Gov. Bill Walker had requested the extension and informed the Department of Homeland Security that he intends to introduce legislation to remove barriers to the REAL ID Act in January. For the duration of the extension, federal agencies may accept Alaska driver’s licenses and state-issued ID cards for official purposes.
Walker said he is pleased with the extension to compliance, but it is not a permanent solution.
“Thousands of Alaskans who work in federal facilities and on our military bases will be impacted when these rules are finally enforced,” he said. “It is absolutely critical that the Legislature take up this important issue and make the necessary changes to state statute this year.”
In 2008 the Legislature passed a law prohibiting use of state funds to implement the REAL ID Act. While state motor vehicles officials have implemented best practices to prevent drive’s license fraud and qualify the Alaska Division of Motor Vehicles for compliance extensions, federal officials have warned this will not continue in the future. DHS said further extension requests might be denied if the Legislature does not act on this legislation in the upcoming session.
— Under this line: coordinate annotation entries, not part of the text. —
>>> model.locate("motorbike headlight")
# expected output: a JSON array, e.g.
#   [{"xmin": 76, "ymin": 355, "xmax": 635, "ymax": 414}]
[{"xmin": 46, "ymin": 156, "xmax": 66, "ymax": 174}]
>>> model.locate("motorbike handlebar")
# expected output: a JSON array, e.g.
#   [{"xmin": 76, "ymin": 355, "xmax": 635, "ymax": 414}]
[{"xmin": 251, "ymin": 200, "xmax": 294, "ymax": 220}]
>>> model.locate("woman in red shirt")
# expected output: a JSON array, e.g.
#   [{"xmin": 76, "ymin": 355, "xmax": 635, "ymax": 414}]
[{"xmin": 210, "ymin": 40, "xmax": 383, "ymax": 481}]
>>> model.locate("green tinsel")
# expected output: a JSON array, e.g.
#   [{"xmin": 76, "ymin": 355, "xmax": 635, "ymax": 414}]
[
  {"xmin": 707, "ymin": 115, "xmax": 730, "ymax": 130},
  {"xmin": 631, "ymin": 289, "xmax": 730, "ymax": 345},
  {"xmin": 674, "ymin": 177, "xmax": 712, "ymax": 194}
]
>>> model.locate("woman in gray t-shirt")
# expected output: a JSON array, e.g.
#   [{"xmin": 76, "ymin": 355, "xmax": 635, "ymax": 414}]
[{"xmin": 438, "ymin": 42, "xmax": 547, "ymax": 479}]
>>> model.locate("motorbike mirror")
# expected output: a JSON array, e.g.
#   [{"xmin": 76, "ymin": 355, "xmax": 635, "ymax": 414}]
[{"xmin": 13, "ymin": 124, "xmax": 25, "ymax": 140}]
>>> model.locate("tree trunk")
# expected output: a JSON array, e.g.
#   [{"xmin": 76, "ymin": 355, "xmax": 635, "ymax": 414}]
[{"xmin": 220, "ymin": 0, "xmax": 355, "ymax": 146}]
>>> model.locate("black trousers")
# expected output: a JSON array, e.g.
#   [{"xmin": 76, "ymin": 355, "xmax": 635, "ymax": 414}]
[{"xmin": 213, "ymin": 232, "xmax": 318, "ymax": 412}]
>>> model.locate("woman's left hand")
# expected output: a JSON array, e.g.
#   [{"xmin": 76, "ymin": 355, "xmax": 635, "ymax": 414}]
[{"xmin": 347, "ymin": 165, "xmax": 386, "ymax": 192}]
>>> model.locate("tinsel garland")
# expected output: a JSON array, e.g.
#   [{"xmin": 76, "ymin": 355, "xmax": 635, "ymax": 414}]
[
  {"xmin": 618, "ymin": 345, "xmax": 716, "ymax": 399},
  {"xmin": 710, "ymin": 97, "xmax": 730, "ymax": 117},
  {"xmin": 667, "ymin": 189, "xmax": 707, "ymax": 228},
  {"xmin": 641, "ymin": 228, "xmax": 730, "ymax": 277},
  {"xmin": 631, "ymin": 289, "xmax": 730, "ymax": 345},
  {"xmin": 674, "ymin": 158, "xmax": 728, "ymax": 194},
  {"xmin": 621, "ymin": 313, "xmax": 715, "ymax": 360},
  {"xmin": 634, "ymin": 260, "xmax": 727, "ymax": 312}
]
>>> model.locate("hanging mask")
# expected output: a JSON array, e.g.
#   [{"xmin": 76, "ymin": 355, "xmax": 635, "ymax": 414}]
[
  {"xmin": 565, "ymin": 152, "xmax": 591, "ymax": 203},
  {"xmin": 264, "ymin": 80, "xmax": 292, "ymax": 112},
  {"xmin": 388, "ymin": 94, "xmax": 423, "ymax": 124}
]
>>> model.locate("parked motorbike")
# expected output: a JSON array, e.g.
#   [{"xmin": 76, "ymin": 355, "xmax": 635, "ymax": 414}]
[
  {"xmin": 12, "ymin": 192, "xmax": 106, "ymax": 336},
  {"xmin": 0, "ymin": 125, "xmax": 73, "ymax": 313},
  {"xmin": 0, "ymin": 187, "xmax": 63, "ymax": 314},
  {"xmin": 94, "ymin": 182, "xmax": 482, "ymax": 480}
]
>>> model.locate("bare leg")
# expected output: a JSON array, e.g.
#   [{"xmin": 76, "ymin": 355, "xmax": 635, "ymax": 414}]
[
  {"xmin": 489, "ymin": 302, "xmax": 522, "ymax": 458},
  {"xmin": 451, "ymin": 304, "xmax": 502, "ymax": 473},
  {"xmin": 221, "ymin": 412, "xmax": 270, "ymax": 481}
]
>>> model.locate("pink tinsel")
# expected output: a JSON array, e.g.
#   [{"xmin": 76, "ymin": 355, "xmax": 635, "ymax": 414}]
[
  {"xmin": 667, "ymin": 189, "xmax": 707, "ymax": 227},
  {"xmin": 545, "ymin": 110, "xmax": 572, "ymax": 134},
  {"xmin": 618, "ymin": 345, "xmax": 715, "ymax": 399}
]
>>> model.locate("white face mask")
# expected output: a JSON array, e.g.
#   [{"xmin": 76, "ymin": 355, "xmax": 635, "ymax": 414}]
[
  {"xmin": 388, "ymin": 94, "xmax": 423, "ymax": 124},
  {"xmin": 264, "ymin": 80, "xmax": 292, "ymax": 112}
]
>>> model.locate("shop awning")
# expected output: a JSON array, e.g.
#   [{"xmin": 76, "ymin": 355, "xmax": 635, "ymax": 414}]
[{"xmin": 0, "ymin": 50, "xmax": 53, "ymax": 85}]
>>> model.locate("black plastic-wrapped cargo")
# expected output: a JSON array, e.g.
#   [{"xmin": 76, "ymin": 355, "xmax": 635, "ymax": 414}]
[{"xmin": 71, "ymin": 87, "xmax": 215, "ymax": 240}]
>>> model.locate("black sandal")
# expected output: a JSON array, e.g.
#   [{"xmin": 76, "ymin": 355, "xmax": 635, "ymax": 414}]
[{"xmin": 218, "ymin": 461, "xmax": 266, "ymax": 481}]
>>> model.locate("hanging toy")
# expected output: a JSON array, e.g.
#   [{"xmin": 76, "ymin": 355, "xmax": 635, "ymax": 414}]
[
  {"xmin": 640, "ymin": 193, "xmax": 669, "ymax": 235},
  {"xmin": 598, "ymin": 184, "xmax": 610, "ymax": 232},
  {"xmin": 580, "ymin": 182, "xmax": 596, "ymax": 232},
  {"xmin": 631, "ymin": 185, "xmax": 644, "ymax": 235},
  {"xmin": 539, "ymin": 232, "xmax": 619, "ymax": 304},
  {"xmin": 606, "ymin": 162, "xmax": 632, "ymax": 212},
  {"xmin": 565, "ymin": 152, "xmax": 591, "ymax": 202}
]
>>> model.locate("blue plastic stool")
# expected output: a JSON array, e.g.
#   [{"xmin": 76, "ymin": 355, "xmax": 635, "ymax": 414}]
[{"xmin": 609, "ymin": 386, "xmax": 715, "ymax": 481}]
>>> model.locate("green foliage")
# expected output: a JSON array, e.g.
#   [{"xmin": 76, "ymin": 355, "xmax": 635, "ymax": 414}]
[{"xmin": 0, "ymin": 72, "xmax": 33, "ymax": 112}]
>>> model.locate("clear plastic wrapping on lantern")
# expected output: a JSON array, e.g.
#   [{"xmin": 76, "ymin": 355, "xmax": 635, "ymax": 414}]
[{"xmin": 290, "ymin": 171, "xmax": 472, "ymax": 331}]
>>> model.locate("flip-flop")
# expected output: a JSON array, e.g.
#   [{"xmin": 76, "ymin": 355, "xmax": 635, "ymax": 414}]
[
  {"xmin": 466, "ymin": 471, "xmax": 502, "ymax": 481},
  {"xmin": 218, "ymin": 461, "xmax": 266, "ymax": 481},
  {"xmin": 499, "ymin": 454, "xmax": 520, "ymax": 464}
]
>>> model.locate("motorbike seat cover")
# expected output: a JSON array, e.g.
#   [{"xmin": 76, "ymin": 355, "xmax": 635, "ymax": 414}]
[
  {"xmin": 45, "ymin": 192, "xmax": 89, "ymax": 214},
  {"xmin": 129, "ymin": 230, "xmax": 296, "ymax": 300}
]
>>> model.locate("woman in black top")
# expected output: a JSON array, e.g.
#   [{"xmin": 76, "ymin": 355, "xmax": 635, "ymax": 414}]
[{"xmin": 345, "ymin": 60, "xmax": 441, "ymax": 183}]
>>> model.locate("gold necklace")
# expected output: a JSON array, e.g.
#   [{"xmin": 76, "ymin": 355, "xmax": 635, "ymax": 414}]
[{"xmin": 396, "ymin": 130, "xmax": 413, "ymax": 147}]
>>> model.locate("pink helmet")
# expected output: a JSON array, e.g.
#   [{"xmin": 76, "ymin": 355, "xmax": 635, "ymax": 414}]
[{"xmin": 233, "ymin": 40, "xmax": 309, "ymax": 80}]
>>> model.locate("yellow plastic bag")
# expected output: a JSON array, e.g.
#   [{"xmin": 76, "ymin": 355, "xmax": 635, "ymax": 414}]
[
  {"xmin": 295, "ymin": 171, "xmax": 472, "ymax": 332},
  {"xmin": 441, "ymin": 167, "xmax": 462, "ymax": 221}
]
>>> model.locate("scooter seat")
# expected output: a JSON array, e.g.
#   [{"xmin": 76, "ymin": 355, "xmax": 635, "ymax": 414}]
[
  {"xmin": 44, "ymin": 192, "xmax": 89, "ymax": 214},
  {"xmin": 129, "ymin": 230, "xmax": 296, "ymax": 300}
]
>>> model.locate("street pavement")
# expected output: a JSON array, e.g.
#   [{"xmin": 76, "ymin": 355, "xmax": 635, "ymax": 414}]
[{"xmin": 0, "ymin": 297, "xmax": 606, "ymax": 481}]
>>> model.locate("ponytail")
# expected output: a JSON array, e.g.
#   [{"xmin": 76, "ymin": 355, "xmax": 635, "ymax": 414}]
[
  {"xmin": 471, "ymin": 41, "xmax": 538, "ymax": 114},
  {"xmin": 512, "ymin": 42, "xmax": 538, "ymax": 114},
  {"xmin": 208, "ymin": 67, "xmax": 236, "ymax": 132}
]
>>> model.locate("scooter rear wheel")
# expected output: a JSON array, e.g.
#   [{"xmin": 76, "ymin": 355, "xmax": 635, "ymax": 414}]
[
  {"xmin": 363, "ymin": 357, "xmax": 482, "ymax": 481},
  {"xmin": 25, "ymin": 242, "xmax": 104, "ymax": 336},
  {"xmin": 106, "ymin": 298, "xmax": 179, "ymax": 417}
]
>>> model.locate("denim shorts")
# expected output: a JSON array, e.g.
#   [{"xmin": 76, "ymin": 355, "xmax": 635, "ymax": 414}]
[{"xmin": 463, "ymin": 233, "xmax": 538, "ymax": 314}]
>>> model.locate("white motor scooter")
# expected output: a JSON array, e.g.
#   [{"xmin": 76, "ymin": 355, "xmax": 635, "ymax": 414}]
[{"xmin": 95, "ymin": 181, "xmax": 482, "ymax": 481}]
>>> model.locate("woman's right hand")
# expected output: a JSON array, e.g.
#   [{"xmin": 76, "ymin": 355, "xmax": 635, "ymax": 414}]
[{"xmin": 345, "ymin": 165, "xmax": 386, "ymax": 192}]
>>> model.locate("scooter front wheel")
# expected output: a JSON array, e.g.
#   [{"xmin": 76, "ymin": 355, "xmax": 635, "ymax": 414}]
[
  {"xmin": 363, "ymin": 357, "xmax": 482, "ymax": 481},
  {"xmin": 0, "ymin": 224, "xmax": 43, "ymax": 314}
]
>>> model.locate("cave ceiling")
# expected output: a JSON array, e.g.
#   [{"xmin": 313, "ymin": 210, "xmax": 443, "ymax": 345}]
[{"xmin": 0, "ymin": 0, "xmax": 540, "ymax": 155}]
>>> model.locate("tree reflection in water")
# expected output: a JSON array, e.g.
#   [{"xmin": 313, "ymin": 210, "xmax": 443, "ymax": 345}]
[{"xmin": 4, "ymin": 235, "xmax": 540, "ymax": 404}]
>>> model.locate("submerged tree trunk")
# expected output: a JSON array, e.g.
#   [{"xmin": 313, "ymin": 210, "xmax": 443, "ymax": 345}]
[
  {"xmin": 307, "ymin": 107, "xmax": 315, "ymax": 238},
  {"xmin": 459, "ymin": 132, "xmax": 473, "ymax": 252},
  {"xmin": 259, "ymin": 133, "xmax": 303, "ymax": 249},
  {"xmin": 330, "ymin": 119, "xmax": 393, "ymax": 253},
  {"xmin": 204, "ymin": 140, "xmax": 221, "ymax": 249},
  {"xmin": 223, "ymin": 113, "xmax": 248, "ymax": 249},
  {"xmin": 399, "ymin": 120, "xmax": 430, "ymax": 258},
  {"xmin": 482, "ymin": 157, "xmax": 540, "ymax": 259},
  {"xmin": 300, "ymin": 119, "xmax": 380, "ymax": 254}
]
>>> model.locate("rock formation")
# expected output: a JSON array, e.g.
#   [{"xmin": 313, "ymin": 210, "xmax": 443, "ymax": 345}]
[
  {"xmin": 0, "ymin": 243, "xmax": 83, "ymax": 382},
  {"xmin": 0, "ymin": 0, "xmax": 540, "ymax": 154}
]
Walker’s proposed legislation would allow the DMV to issue both REAL ID Act compliant and noncompliant identification cards and driver’s licenses — giving Alaskans a choice.
If the state is not REAL ID Act compliant by June 5, 2017, Alaskans will be required to present a passport or other federally issued ID to get on to military bases or other federal facilities. If Alaska is not compliant with the Act by Jan. 22, 2018, all residents will have to present a passport or alternative ID acceptable to the Transportation Security Administration to board a commercial flight.